I felt an urge to call Eddie. I knew the desire was led by the drugs in my system because I had a rush to tell Eddie just how cute he was and that I wanted to kiss him. I wanted to run my fingers through his hair and watch him smile.

Another boy's smile appeared in my head. Billy Hargrove. He may have kissed a lot of girls, but I forgot that when I saw his smile. His smile was intoxicating. The little chuckle he did when he leaned forward, enticing me to kiss him. Kissing Billy felt amazing.

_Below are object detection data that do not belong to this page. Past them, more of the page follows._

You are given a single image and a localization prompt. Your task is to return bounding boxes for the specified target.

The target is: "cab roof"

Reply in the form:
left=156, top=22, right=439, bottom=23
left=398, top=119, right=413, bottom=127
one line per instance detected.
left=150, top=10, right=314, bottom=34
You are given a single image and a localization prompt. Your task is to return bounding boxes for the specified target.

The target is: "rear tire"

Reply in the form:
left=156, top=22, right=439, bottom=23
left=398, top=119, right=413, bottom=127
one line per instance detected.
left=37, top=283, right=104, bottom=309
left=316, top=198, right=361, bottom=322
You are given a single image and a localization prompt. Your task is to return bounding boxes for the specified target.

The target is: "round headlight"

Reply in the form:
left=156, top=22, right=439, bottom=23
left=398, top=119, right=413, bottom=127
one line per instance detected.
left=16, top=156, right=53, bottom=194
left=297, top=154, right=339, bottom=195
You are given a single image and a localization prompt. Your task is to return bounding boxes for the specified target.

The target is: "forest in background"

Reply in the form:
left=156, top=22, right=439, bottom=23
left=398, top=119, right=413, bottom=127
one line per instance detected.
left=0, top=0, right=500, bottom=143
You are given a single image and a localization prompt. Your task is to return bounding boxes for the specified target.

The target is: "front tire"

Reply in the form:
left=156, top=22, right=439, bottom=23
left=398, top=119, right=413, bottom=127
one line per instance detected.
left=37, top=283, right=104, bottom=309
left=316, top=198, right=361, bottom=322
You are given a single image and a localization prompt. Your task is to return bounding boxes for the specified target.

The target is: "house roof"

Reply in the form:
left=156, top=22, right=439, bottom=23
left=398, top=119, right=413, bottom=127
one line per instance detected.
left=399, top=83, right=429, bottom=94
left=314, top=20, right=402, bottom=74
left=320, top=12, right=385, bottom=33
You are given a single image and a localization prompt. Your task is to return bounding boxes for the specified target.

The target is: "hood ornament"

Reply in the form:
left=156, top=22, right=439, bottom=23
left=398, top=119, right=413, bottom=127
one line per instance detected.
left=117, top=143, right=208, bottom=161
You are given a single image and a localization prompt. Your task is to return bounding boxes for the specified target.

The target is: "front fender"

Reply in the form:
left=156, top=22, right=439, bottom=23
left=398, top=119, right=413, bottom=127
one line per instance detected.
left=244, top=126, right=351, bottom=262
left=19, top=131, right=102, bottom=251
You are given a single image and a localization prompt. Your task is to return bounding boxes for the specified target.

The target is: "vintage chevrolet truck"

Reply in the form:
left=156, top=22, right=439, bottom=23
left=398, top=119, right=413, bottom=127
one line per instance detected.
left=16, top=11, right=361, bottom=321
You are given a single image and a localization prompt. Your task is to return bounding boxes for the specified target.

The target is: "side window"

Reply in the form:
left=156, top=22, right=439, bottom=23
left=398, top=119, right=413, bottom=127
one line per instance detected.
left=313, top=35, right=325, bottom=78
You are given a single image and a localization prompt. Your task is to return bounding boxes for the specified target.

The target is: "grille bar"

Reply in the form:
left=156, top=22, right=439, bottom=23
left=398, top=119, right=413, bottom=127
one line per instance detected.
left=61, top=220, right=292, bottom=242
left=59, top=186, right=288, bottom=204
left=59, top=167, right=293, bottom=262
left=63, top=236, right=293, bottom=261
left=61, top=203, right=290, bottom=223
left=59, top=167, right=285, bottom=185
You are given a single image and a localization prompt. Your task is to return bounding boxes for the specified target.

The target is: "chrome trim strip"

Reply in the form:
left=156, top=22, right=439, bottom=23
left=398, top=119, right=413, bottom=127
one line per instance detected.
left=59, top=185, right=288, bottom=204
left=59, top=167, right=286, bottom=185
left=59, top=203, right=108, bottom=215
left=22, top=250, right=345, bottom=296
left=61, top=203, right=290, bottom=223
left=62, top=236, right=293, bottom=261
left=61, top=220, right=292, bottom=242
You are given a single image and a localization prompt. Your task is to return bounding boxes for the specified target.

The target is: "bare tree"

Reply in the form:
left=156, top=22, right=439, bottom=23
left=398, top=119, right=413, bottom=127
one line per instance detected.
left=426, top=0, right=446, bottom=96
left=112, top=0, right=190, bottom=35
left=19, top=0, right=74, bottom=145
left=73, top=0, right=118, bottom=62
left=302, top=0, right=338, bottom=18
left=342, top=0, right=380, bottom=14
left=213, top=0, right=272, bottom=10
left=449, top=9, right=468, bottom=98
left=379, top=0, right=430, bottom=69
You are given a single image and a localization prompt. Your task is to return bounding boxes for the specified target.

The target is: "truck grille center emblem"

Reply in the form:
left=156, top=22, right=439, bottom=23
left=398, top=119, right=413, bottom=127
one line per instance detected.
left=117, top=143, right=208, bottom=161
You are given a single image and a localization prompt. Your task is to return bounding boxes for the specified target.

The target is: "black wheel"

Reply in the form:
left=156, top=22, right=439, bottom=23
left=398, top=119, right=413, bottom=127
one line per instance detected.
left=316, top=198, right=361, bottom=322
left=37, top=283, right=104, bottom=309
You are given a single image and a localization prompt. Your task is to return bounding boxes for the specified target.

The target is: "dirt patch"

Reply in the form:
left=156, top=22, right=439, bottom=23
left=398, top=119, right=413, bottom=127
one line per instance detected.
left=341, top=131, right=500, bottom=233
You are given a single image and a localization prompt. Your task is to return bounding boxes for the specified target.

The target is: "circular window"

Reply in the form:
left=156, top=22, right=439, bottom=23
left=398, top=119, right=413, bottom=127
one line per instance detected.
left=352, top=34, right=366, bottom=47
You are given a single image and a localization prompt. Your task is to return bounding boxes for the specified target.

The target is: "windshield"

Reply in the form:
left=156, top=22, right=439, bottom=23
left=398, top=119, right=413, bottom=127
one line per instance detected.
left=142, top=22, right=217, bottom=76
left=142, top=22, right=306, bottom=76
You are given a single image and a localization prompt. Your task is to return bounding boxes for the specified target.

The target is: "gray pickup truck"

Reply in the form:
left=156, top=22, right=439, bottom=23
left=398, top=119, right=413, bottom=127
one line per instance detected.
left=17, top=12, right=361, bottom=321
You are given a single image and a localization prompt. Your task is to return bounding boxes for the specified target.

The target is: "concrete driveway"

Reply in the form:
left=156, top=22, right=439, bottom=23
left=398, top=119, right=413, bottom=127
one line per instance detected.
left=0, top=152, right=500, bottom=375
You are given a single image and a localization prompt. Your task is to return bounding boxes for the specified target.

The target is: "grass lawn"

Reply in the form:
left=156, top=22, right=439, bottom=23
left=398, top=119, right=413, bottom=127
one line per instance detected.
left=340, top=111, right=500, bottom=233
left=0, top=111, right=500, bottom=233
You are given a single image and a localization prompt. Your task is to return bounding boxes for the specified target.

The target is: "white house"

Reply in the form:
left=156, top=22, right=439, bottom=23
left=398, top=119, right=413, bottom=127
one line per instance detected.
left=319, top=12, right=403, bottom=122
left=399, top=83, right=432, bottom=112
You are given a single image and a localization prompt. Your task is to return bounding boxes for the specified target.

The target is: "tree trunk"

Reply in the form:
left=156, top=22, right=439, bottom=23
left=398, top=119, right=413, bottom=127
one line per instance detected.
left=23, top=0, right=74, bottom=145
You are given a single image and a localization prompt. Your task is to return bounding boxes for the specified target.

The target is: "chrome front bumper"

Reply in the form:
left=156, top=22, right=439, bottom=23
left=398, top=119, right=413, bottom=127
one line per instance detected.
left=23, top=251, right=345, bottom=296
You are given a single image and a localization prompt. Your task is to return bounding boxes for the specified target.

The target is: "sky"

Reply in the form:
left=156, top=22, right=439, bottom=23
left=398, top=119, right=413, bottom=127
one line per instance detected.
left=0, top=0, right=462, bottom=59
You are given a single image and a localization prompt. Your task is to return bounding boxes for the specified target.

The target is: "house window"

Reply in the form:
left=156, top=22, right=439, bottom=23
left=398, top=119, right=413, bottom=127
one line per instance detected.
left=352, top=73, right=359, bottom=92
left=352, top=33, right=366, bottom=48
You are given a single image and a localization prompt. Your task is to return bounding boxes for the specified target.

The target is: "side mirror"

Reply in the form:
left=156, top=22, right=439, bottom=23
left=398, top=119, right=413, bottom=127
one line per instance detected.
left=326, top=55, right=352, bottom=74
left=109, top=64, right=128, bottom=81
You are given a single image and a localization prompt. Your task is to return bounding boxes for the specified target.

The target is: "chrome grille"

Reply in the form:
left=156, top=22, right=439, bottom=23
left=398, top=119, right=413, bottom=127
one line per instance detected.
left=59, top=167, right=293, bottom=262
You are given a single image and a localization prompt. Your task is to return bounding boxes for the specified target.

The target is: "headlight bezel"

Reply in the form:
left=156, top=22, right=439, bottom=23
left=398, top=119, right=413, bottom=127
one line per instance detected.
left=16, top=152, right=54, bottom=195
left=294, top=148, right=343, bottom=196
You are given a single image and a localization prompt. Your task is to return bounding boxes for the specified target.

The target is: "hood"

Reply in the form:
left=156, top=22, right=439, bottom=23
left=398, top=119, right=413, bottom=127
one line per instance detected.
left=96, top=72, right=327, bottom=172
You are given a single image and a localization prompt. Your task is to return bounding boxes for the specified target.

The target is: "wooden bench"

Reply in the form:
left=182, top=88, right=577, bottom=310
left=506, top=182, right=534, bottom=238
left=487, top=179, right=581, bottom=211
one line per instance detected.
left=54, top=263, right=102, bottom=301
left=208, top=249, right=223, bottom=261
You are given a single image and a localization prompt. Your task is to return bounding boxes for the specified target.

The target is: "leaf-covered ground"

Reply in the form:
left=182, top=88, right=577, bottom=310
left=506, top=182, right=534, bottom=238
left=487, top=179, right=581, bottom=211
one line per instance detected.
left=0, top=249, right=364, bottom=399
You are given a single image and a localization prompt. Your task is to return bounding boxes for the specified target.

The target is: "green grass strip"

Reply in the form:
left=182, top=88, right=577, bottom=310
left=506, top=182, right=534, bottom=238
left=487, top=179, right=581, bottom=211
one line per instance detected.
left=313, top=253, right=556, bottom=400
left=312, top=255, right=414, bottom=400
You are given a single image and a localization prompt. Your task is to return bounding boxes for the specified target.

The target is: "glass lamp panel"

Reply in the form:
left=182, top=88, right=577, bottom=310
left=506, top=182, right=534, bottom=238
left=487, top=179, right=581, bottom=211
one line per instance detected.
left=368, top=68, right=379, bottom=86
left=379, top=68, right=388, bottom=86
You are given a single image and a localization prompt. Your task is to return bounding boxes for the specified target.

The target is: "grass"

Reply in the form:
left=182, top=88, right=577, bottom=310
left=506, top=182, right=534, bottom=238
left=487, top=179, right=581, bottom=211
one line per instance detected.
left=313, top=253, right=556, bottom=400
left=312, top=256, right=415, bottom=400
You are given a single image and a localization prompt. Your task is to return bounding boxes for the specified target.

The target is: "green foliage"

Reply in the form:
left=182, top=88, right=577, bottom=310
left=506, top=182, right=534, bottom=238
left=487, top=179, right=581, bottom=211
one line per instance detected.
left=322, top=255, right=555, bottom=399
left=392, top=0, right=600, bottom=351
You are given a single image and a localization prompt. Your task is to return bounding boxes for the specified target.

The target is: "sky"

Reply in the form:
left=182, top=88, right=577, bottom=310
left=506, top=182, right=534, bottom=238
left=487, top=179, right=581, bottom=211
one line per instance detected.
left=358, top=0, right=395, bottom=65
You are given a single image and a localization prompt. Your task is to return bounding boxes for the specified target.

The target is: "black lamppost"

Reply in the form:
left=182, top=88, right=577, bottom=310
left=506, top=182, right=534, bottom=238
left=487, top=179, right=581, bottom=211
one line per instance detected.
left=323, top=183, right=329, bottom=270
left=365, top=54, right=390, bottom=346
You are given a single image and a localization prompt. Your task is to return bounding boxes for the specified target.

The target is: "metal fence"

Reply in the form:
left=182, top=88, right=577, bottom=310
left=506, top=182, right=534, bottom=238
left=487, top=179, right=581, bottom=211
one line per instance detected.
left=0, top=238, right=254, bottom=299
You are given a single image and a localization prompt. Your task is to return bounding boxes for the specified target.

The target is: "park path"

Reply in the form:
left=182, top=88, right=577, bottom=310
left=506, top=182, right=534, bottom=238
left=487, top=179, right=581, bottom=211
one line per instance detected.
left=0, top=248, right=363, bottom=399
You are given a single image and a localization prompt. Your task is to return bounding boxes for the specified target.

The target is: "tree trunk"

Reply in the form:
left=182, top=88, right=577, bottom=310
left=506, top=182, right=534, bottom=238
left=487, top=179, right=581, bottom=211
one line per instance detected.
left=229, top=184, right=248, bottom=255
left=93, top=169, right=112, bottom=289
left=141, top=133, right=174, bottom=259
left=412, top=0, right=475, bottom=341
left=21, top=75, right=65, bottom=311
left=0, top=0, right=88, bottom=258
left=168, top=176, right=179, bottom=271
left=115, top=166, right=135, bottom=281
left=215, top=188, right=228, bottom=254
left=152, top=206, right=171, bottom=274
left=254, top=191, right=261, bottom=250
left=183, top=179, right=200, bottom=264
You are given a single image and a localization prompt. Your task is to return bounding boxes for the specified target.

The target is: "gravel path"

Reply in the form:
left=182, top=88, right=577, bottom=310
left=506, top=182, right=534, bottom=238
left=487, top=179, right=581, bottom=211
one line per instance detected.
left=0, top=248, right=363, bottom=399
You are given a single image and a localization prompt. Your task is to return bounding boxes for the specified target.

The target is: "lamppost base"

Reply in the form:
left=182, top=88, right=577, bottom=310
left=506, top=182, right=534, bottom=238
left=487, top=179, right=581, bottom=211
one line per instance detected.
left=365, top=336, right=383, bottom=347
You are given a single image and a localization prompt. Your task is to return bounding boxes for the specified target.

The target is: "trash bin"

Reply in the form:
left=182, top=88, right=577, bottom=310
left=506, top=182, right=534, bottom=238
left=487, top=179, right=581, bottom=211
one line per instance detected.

Once again, the intoxication made my thoughts mush together. There was another set of hands I imagined on my face, holding me closely while we kissed. And he was sitting a seat over from me. 

I glanced over. My heart stopped for a moment when I saw the seats beside me, empty. Looking the other way, Erica sat alone, focused on the movie. Okay, so the whole group didn't leave me.

         Sober and intoxication clashed and I knew I was about to vomit. Attempting to be casual, I rushed out of the theatre. In the hallway, I bent over. Taking deep breaths through my nose, I begged my body not to empty itself all over the carpet. I'd hate for someone else to clean that up. I spotted a garbage with a wide opening. The most unattractive sounds came out of my throat as whatever drugs left in my stomach made their exit.